Havoc on the pavements

Bangaloreans have always been notorious for parking two-wheelers on the pavements but now, they seem to have graduated to the next level — some drivers have begun parking their four-wheelers on the pavements as well, making it impossible for pedestrians to use them.

The number of cases registered for illegal parking has increased at an alarming rate with 7,49,959 cases this year.

Metrolife interacted with the traffic police, BBMP officials and Bangaloreans to understand why parking on pavements continues.

According to the statistics available with the traffic police, 2012 had a total of 14,91,071 cases of illegal parking and 2011 had 6,96,699 cases.

The figures don’t seem to dip at all. The police say that they have been contemplating stringent punishment, including increasing the fine amount from Rs 100 to Rs 500 and treating footpath offenders as criminals by filing cases against them under Section 279 of the Indian Penal Code for rash and negligent driving. Additional commissioner of police (traffic) B Dayananda concedes that the measures that are in place are not enough to curb the menace. “The proposal to increase the fine amount from Rs 100 to Rs 500 is still pending. It will have to be passed as a law. It is only when the fine amount is increased that people will refrain from parking wherever they want, especially on the pavements,” he says.

   Dayananda further states that he is also collaborating with the BBMP to reconsider the multistoried car park project that has been proposed in several places in the City. “Commercial complexes must have basement parking. This will prevent people from parking on the main roads and on pavements. We are contemplating replicating the paid-parking system that’s on Brigade Road in several areas across the City,” he adds.
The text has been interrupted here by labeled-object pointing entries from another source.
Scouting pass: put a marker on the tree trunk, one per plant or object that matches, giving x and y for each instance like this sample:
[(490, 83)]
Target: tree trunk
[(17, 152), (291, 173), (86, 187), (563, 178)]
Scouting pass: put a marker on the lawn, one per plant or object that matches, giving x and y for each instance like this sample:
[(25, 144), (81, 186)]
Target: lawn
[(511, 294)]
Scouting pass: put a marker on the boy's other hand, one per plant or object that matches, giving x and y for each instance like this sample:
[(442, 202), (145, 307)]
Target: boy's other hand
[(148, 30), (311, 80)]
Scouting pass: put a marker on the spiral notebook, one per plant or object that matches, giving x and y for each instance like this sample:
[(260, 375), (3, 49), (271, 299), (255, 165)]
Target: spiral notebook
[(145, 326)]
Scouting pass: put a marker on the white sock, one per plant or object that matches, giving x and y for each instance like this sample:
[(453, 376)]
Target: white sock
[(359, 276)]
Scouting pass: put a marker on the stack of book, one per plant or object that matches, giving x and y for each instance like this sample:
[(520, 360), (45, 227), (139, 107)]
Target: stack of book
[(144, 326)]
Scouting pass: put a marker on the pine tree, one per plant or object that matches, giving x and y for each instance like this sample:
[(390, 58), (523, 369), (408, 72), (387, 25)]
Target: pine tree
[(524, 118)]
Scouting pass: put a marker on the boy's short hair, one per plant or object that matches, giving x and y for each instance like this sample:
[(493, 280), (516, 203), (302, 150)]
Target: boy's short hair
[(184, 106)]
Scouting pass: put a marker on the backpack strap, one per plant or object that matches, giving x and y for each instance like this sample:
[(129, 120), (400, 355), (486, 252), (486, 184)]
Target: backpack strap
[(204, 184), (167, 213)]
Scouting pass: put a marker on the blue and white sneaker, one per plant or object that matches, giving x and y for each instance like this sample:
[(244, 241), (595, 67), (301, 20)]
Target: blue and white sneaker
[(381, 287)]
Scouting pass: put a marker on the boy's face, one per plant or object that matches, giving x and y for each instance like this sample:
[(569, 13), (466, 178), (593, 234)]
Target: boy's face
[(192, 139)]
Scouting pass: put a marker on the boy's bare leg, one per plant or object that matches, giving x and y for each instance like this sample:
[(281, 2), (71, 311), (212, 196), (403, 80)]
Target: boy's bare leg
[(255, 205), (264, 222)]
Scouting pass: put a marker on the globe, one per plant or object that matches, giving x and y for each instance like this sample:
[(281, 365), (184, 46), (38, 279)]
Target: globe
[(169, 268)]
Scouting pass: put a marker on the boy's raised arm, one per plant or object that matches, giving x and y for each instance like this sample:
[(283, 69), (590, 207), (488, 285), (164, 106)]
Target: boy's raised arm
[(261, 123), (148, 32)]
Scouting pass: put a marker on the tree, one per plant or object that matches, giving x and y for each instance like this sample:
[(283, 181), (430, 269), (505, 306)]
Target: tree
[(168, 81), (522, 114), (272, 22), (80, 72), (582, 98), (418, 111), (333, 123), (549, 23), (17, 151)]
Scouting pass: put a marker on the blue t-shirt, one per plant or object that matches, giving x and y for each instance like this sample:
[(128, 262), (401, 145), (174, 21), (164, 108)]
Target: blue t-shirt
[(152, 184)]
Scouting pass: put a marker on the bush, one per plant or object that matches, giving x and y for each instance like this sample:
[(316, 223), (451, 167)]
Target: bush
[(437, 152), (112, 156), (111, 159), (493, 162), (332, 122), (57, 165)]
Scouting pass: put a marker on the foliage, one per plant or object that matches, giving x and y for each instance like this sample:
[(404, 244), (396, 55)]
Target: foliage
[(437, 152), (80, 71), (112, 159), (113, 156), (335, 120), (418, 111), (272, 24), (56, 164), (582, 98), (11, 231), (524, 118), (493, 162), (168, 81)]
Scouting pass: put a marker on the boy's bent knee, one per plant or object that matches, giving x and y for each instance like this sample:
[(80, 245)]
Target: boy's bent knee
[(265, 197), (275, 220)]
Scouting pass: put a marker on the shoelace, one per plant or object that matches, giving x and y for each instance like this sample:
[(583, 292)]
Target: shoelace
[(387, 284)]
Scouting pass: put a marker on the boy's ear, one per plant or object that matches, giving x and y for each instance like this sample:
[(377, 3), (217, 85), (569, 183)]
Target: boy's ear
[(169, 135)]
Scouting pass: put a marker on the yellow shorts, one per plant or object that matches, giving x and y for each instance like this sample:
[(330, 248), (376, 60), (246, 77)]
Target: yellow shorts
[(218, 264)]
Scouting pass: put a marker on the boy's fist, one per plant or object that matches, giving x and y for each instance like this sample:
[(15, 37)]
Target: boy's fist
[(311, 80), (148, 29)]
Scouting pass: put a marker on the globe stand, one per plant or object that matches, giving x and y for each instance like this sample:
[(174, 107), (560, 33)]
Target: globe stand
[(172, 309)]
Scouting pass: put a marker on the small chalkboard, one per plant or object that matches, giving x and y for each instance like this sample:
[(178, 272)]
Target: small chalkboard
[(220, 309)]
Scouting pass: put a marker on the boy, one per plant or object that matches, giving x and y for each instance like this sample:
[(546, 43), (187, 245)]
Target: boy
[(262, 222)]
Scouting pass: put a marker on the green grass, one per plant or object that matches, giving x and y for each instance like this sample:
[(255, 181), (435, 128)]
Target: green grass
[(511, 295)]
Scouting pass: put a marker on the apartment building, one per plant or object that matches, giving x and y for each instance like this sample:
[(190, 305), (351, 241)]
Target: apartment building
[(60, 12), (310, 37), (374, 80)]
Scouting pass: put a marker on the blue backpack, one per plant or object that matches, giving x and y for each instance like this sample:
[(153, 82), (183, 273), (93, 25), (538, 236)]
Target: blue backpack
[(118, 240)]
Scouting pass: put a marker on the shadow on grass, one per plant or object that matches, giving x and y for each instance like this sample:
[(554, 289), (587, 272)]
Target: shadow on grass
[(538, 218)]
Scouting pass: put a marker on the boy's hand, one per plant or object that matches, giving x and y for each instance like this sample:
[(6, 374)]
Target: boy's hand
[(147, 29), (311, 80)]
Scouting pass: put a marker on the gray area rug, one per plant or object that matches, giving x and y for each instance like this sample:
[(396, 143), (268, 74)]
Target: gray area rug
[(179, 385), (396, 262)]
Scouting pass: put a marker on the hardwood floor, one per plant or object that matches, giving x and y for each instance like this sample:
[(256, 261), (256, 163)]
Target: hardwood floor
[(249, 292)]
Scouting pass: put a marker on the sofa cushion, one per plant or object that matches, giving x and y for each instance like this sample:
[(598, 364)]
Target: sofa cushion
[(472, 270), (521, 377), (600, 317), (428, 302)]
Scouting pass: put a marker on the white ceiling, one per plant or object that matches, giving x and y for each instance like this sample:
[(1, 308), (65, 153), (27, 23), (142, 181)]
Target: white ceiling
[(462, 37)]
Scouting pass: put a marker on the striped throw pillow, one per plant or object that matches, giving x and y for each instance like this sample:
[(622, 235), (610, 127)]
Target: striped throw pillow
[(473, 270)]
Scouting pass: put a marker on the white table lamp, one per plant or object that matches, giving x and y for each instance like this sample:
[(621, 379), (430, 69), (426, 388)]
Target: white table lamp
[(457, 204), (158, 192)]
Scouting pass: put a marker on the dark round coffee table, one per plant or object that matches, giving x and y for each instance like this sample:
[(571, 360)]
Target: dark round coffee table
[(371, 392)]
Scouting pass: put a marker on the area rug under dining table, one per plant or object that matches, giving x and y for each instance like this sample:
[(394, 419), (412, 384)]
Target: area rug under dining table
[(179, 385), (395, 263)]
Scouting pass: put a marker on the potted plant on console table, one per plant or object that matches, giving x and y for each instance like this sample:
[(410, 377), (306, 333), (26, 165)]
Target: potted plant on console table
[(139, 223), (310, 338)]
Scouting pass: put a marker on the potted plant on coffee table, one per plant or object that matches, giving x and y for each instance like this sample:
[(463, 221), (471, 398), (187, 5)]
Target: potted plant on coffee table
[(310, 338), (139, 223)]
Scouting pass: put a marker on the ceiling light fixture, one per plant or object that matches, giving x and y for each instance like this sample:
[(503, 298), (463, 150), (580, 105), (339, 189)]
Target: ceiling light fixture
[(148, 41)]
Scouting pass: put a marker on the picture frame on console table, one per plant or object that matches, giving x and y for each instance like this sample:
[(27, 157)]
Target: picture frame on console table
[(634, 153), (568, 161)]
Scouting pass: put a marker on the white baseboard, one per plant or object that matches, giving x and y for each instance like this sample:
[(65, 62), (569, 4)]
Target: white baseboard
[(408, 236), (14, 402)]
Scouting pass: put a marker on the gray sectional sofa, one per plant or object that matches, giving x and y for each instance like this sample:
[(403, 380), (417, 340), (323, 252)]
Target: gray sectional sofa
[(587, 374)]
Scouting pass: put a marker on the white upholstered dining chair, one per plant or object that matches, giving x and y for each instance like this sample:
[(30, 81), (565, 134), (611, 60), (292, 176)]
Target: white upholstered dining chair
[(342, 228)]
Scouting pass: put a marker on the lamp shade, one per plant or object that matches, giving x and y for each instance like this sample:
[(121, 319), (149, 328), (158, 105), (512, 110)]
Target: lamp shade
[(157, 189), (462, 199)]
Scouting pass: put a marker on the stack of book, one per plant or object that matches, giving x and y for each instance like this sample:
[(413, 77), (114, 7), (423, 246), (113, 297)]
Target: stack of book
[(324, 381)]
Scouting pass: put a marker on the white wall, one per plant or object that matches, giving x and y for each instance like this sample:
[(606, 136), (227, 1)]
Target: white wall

But the BBMP officials seem clueless when asked about such a parking lot. A senior officer with the BBMP confirms, “We were only thinking about having multistoried car parks in several areas but nothing has been sanctioned or planned so far.”
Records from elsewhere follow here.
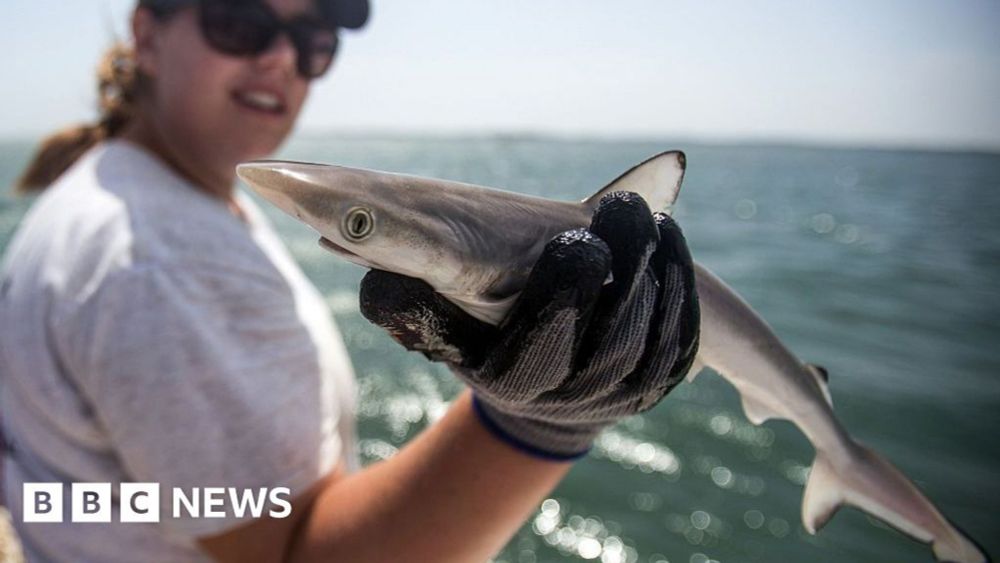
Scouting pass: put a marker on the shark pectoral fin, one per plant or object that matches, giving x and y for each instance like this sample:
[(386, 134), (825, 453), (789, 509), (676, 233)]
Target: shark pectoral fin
[(696, 368), (755, 411), (657, 180), (822, 378), (823, 495)]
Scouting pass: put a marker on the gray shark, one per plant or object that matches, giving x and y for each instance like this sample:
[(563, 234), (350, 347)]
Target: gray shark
[(476, 246)]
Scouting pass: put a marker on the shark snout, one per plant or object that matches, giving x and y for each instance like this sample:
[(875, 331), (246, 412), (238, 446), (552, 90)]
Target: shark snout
[(271, 180)]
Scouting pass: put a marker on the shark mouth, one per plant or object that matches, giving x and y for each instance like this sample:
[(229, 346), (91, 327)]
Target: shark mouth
[(344, 253)]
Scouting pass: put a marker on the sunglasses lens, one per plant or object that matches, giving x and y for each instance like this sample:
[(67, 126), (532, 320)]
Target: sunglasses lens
[(249, 28), (316, 47), (244, 28)]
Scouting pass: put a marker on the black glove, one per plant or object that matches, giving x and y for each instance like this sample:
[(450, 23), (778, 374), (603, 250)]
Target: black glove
[(574, 354)]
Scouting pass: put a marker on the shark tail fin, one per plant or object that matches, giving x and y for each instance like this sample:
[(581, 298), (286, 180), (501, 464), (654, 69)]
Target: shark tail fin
[(869, 482), (657, 179)]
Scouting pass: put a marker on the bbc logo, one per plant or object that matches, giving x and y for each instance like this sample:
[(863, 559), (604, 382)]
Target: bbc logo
[(91, 502)]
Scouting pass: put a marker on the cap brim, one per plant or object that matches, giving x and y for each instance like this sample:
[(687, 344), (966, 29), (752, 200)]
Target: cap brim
[(351, 14)]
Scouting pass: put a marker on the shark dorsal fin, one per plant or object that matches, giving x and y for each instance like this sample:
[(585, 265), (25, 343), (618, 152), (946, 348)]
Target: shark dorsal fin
[(656, 179)]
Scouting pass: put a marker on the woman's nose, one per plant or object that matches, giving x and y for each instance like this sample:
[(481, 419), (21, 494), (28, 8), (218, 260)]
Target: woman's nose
[(280, 54)]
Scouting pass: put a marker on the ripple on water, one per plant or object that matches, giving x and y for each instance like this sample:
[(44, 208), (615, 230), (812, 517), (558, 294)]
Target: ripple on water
[(587, 538)]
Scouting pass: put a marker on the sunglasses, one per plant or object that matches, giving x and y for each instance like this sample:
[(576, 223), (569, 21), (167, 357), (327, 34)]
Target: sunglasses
[(249, 28)]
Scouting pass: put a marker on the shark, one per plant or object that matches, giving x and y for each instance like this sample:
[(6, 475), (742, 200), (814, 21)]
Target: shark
[(476, 246)]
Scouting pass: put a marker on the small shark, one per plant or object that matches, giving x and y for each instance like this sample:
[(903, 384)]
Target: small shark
[(476, 247)]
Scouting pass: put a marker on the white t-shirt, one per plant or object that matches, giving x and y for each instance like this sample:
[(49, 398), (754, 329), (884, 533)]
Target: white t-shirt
[(149, 335)]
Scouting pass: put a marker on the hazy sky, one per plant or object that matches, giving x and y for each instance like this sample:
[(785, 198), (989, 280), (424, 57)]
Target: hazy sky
[(915, 72)]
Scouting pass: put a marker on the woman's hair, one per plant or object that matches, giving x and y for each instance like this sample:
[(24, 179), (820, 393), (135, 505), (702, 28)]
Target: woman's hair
[(117, 88)]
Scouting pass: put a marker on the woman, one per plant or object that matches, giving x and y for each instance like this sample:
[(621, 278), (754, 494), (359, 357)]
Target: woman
[(154, 329)]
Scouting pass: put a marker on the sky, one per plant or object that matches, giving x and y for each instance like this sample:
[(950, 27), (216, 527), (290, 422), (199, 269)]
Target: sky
[(922, 73)]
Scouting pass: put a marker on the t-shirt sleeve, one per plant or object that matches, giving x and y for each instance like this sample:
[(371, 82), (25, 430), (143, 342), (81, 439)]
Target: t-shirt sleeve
[(203, 377)]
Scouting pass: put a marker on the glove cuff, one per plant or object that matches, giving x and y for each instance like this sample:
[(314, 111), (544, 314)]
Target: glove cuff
[(537, 438)]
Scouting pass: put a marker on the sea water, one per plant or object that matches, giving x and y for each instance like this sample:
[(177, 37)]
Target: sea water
[(880, 265)]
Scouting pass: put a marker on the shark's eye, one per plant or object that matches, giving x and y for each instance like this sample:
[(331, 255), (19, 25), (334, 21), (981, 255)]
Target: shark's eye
[(358, 224)]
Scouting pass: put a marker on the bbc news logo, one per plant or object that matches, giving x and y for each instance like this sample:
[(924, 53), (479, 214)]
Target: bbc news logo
[(140, 502)]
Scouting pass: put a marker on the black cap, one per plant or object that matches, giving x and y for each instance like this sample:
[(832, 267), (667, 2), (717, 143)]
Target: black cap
[(351, 14)]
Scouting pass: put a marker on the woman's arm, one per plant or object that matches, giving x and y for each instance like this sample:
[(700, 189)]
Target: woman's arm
[(453, 494)]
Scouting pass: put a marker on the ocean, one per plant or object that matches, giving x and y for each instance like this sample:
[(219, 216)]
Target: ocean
[(880, 265)]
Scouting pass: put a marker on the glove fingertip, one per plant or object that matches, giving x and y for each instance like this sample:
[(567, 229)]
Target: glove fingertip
[(672, 248)]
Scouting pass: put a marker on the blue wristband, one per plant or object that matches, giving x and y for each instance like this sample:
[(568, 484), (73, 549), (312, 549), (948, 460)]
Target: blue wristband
[(516, 443)]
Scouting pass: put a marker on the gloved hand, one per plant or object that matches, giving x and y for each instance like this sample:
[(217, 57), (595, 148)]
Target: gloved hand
[(574, 354)]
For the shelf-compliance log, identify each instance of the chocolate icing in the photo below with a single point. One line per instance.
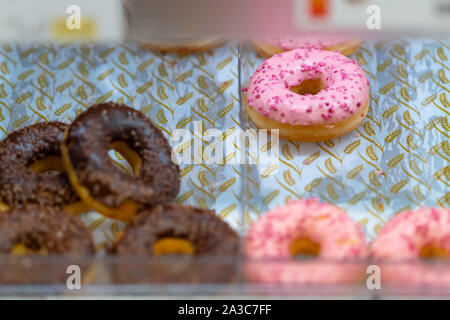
(20, 186)
(209, 234)
(89, 139)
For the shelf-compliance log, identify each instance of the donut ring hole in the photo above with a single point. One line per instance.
(49, 165)
(130, 156)
(431, 251)
(309, 86)
(171, 245)
(304, 247)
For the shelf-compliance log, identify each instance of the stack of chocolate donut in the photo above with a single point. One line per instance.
(51, 171)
People say that the lack of adequate parking space and endless traffic jams provoke motorists to ride and park on the footpath. Akash, an engineering student, says that he has seen an elderly woman being knocked down by a two-wheeler rider on the pavement. “People park and even ride on pavements but cops don’t react. Nothing much is being done to stop this,” says Akash.

Sourish Mukherjee, another youngster, feels that a fine amount of Rs 100 will not deter people from committing the offence again. “The police must clamp down on the offenders and instil a sense of fear in them. Lack of adequate parking facilities in the City is the main problem,” he avers.

People from other parts of the country, who come to work here, think that the traffic in the City is getting worse and people lack good driving sense.

Udit, an employee with TCS, points out, “People don’t seem to have the patience to wait for the signal lights to turn green. Instead, they try to get ahead of others by driving on and dislodging the pavements.”  
 
Murali, another professional, thinks that people won’t stop parking on the pavement unless the traffic police come down heavily on offenders. “I think some kind of railing must be put to separate the pavement from the road, so that no motorist can drive on to the pavement,” he sums up.